The Memorial to the Murdered Jews of Europe occupies a 19,000-square-metre site one block south of the Brandenburg Gate, in the centre of Berlin. Peter Eisenman's design — selected after a decade-long controversy and revised repeatedly before construction began in 2003 — consists of 2,711 grey concrete stelae arranged in a grid across undulating ground. It opened in May 2005, sixty years after the end of the Second World War.
The stelae vary in height from near-flush with the ground at the field's edges to over four metres at its centre, where the topography dips and the blocks tower above visitors walking between them. This simple topographic device transforms the experience entirely: what reads from outside as a legible grid dissolves on entry into a disorienting labyrinth of narrow corridors, shifting light and compressed space. The geometry is absolute but the experience is anything but — the field produces isolation, unease, and an odd kind of silence even within a busy city.

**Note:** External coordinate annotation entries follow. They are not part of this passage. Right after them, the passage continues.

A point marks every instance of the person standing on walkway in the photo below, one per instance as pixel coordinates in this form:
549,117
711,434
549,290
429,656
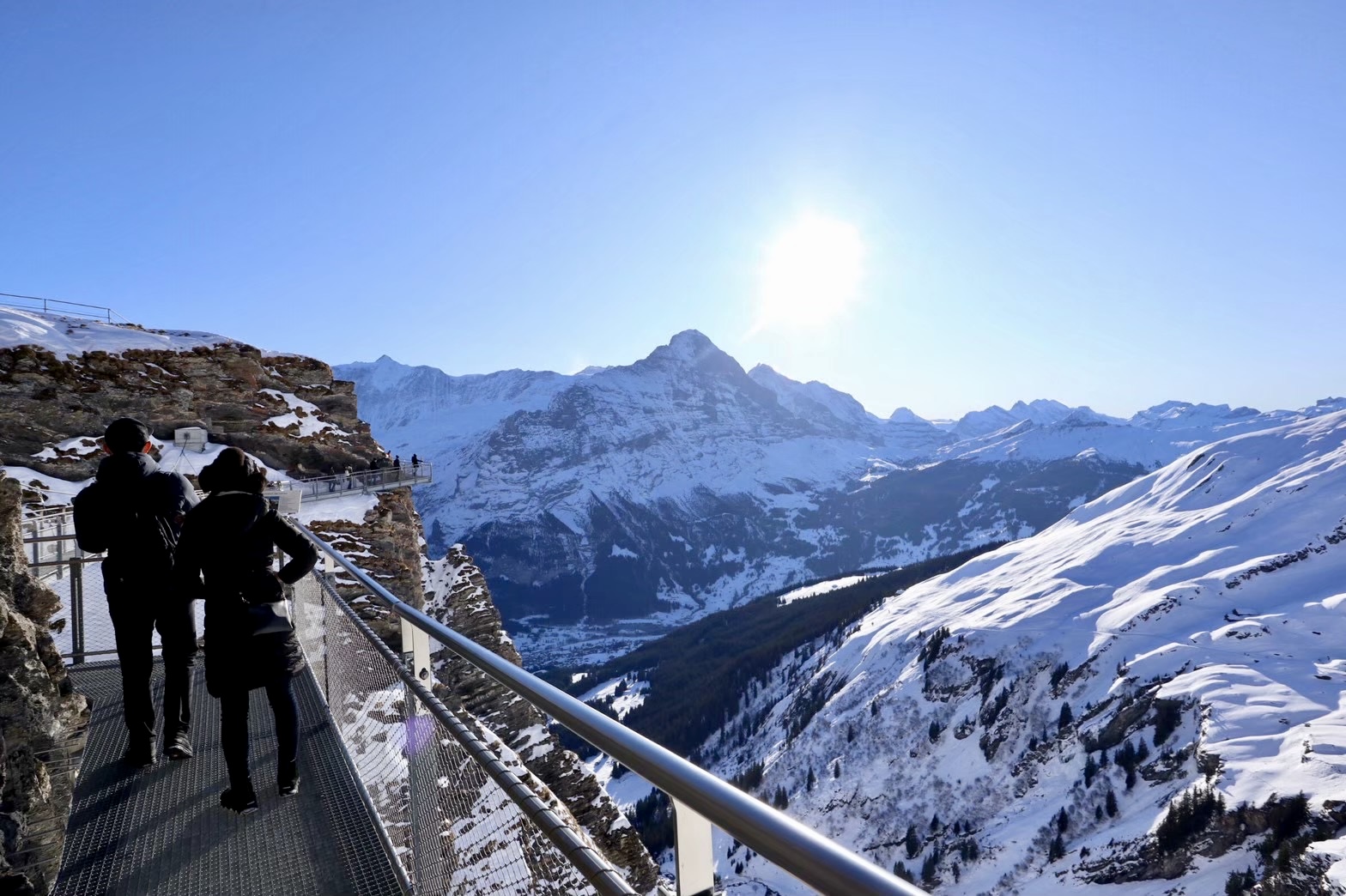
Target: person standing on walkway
229,541
135,512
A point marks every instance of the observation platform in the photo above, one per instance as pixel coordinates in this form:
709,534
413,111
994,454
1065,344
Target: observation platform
364,481
161,830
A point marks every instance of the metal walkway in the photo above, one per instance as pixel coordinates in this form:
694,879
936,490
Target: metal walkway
161,830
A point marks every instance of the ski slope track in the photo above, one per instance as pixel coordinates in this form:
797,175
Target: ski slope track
1211,590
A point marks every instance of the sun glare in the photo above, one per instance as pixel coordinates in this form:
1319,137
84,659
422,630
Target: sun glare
809,275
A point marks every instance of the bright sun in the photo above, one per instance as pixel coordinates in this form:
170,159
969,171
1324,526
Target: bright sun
810,272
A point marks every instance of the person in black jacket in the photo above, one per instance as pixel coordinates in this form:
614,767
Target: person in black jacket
229,540
134,512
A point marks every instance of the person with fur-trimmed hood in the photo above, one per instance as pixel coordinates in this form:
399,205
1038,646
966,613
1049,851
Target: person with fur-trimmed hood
229,540
134,512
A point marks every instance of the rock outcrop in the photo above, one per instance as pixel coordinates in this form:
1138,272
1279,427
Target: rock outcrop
293,415
232,390
45,722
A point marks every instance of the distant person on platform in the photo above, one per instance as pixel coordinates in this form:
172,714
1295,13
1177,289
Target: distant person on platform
135,512
229,538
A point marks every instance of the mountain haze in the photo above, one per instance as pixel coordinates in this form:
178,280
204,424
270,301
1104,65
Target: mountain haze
680,483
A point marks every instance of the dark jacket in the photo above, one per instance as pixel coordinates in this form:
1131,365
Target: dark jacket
121,512
229,541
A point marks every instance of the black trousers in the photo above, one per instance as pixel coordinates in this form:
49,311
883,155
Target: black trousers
233,730
136,613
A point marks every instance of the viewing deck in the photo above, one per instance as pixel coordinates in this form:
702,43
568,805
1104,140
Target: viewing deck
161,829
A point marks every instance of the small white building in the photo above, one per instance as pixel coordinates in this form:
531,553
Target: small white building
190,439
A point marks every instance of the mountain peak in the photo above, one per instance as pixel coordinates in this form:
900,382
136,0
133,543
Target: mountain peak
691,345
691,348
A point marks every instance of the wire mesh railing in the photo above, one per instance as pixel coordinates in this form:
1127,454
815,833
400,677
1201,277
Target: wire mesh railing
452,825
458,812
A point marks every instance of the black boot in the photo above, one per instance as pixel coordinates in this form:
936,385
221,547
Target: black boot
178,746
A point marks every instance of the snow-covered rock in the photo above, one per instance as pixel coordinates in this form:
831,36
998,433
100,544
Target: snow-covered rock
1189,625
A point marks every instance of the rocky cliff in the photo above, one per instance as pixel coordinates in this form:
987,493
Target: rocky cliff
295,416
457,594
286,409
43,720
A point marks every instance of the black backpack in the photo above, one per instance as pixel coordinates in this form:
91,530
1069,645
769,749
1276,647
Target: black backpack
130,526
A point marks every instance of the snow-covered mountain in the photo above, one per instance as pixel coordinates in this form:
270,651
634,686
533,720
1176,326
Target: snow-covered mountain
1096,703
679,485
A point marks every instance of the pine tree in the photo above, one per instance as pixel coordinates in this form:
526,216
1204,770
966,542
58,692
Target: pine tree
1057,849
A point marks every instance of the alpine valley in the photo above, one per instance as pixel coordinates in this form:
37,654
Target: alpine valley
609,506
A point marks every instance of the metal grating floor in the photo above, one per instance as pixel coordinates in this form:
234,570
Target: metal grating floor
161,830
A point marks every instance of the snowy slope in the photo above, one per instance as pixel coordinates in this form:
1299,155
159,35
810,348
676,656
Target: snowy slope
680,483
1211,590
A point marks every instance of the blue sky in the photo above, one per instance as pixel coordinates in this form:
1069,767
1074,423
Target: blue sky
1101,203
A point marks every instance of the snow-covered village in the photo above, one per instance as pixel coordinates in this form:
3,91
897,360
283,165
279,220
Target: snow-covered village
646,451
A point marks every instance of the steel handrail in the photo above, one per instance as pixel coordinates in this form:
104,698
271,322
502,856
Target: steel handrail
587,860
800,851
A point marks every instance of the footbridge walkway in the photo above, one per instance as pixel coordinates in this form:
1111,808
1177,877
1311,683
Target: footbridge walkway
400,793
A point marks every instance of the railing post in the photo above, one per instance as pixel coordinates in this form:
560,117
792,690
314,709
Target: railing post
416,659
61,545
416,654
694,853
77,609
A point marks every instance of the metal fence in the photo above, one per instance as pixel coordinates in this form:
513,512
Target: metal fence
61,307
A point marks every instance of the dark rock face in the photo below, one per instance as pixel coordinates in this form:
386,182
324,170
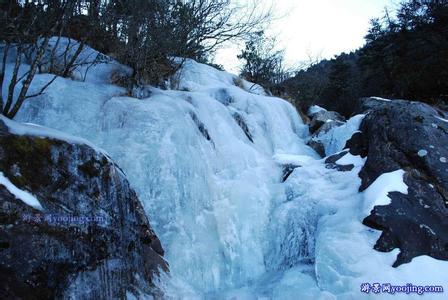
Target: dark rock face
414,137
331,162
317,146
91,241
322,117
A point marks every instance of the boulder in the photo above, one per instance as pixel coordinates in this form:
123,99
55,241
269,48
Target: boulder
411,136
89,238
321,117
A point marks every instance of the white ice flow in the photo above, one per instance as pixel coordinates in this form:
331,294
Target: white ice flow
206,162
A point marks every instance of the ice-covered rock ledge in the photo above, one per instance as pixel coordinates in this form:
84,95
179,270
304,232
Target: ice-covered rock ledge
410,136
70,225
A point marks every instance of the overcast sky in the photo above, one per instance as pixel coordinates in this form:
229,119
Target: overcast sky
321,28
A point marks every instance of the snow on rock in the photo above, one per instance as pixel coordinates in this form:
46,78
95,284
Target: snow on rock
92,240
391,135
335,139
195,76
377,193
90,65
206,162
315,109
298,160
22,195
41,131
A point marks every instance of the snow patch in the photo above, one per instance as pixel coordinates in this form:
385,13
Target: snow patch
422,153
44,132
314,109
24,196
350,159
297,160
377,193
335,139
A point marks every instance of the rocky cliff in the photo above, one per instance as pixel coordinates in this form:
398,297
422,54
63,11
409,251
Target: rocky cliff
88,238
411,136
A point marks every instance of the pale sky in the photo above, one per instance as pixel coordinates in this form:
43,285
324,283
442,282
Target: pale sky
314,28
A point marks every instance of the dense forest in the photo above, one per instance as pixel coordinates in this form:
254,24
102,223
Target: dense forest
404,57
153,37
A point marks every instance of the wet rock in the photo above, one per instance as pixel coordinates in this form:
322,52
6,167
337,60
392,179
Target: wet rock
322,117
330,162
92,240
317,146
411,136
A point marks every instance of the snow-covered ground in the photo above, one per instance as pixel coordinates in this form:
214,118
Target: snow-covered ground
206,161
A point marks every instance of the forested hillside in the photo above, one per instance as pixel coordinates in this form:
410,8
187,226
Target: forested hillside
405,56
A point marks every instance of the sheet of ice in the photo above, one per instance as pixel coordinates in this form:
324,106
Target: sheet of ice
349,159
22,195
204,162
298,160
377,192
315,109
335,139
195,76
45,132
381,99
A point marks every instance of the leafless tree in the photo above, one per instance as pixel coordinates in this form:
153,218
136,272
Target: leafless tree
27,31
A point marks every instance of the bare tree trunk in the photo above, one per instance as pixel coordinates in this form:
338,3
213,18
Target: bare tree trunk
13,81
2,73
29,79
73,59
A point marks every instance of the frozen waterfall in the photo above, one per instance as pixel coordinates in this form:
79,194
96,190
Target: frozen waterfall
203,160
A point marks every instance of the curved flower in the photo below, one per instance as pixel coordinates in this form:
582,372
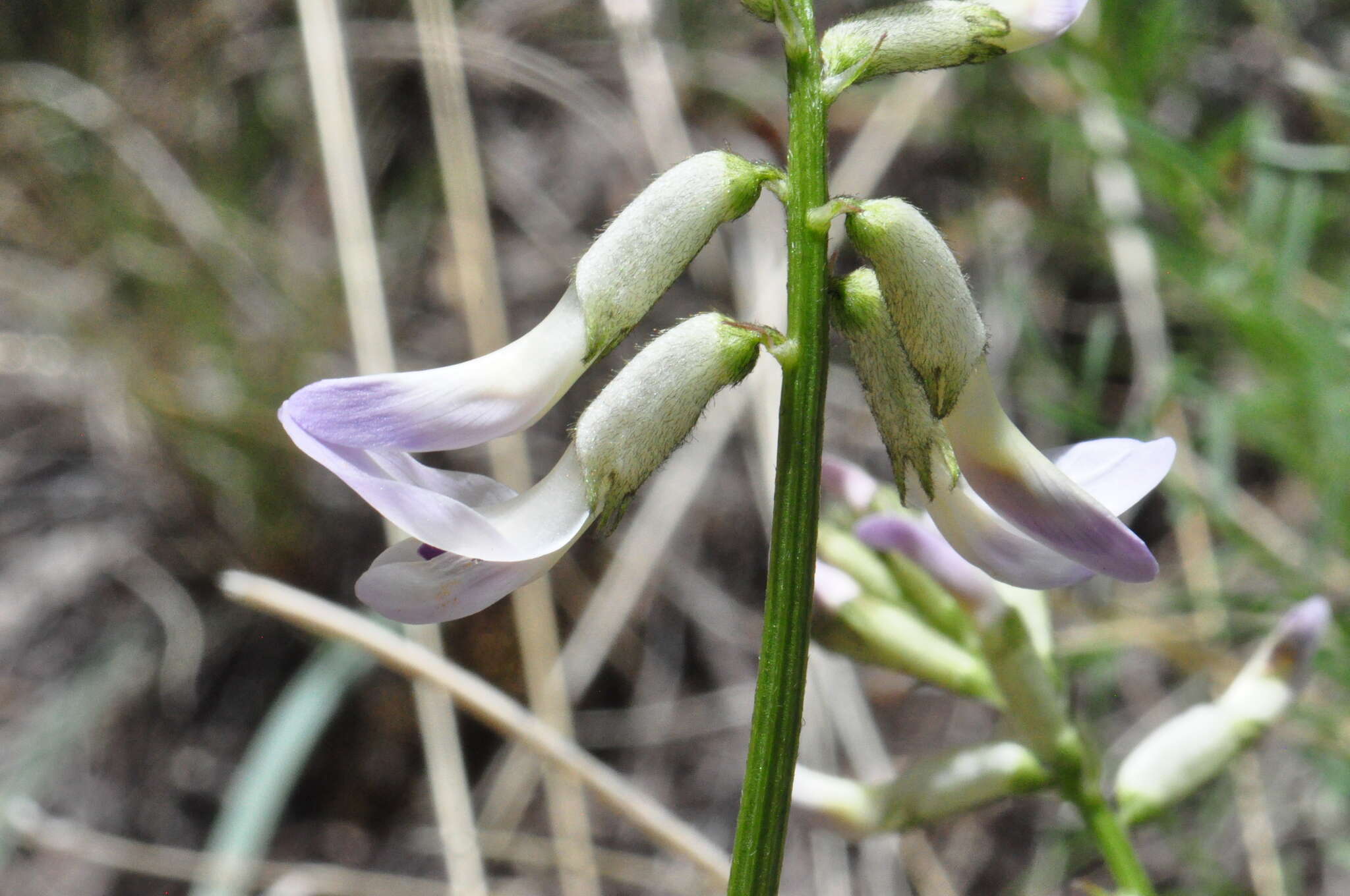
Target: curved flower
617,281
473,539
1034,522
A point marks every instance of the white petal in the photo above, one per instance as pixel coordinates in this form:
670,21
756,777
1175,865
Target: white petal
455,406
833,586
405,586
1026,489
848,482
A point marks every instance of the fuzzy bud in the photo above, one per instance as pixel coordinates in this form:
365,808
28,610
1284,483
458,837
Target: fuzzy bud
895,396
653,240
1036,705
925,293
913,37
1187,750
653,404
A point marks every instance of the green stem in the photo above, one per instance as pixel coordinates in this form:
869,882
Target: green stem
766,797
1110,835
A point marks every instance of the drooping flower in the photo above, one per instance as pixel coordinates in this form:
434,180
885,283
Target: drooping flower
1010,511
1032,22
925,293
1038,522
616,283
473,539
894,395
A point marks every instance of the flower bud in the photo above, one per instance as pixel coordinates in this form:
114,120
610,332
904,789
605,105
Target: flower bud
874,630
894,393
929,790
925,293
954,781
842,551
1187,750
651,405
936,34
1036,705
653,240
762,10
913,37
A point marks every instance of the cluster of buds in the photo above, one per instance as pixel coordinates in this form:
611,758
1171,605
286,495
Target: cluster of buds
891,592
473,540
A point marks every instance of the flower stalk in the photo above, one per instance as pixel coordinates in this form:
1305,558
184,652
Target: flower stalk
775,726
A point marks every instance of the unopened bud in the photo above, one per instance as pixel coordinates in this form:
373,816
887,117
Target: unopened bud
762,10
896,399
956,781
844,551
653,404
869,629
653,240
1187,750
926,294
913,37
1036,705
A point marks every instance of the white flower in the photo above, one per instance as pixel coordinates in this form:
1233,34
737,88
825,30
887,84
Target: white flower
473,539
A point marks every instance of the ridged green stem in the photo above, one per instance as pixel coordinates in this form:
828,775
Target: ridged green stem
766,797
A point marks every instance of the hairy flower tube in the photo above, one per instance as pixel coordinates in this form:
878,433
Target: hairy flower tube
473,539
616,283
1183,753
1006,508
936,34
894,395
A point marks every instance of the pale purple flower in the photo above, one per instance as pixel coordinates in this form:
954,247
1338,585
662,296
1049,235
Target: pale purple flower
488,539
473,539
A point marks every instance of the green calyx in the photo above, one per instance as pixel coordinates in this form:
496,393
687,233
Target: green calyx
894,392
654,239
910,37
653,404
925,293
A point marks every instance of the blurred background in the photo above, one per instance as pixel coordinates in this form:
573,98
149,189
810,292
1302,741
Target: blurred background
1154,215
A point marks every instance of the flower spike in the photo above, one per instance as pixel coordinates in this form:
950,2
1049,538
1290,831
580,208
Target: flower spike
617,281
473,539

Eisenman has resisted fixed symbolic readings of the work, describing it as an open field of signification rather than a narrative memorial. The absence of names, of images, of explicit reference forces visitors to construct their own relationship to the space and what it represents. An underground information centre beneath the field provides historical documentation.
The memorial is controversial architecturally — the repetition, the refusal of conventional memorial language, the scale — but few spaces in Berlin match its psychological weight. It should be walked through slowly, not photographed from the edge. The changing light conditions across the day, and the contrast between the field's interior and the city visible above the stelae, are central to the experience.